After that bits are permuted according to the following table,

The table is row major way, means,

Actual Bit position = Substitute with the bit of row * 8 + column.

Permutation Table
|  | 1 | 2 | 3 | 4 | 5 | 6 | 7 | 8 |
|---|---|---|---|---|---|---|---|---|
| 0 | 57 | 49 | 41 | 33 | 25 | 17 | 9 | 1 |
| 1 | 58 | 50 | 42 | 34 | 26 | 18 | 10 | 2 |
| 2 | 59 | 51 | 43 | 35 | 27 | 19 | 11 | 3 |
| 3 | 60 | 52 | 44 | 36 | 63 | 55 | 47 | 39 |
| 4 | 31 | 23 | 15 | 7 | 62 | 54 | 46 | 38 |
| 5 | 30 | 22 | 14 | 6 | 61 | 53 | 45 | 37 |
| 6 | 29 | 21 | 13 | 5 | 28 | 20 | 12 | 4 |

=== Bits Rotation ===
Before the round sub-key is selected, each half of the key schedule state is rotated left by a number of places. This table specifies the number of places rotated.

• The key is divided into two 28-bit parts

• Each part is shifted left (circular) one or two bits

• After shifting, two parts are then combined to form a 56 bit temp-key again

Bits Rotation Table
Number of Round: 1; 2; 3; 4; 5; 6; 7; 8; 9; 10; 11; 12; 13; 14; 15; 16
Number of Left rotations: 1; 1; 2; 2; 2; 2; 2; 2; 1; 2; 2; 2; 2; 2; 2; 1

=== Key Compression ===
• The compression P-box changes the 56 bits key to 48 bits key, which is used as a key for the corresponding round.

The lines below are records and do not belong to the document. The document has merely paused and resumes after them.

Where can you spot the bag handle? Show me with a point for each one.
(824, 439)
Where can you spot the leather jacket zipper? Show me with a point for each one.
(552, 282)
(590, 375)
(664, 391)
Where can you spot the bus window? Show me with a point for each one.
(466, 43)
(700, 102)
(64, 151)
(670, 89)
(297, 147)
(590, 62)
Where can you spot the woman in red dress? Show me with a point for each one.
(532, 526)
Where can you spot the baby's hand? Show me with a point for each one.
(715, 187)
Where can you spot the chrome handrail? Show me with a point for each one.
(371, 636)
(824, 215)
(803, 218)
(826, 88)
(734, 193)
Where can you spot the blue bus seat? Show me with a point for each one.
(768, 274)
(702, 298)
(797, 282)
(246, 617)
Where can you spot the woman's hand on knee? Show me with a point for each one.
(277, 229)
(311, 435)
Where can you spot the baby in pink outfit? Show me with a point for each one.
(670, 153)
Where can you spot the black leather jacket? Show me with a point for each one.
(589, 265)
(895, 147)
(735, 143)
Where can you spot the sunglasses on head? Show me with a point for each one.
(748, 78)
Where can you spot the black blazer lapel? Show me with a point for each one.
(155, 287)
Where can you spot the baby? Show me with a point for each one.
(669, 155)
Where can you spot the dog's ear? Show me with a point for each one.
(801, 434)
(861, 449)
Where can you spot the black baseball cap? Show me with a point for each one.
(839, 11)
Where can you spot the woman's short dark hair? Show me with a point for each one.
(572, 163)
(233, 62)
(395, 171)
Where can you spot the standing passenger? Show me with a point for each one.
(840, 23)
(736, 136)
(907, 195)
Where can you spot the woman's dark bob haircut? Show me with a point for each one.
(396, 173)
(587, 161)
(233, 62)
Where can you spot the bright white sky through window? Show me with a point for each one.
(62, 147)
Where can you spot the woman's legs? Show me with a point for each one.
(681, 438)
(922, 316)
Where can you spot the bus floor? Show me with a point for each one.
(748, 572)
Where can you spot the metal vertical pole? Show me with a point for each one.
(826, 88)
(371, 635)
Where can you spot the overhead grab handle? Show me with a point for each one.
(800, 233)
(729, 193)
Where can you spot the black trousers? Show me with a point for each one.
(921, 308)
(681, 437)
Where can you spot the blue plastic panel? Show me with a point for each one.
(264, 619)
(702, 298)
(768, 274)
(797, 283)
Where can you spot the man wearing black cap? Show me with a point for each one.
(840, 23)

The table is row major way, means,

Actual Bit position = Substitute with the bit of row * 8 + column.

Key Compression Table
|  | 1 | 2 | 3 | 4 | 5 | 6 | 7 | 8 |
|---|---|---|---|---|---|---|---|---|
| 1 | 14 | 17 | 11 | 24 | 01 | 05 | 03 | 28 |
| 2 | 15 | 06 | 21 | 10 | 23 | 19 | 12 | 04 |
| 3 | 26 | 08 | 16 | 07 | 27 | 20 | 13 | 02 |
| 4 | 41 | 52 | 31 | 37 | 47 | 55 | 30 | 40 |
| 5 | 51 | 45 | 33 | 48 | 44 | 49 | 39 | 56 |
| 6 | 34 | 53 | 46 | 42 | 50 | 36 | 29 | 32 |

After this return the Round-Key of 48 bits to the called function, i.e. the Round.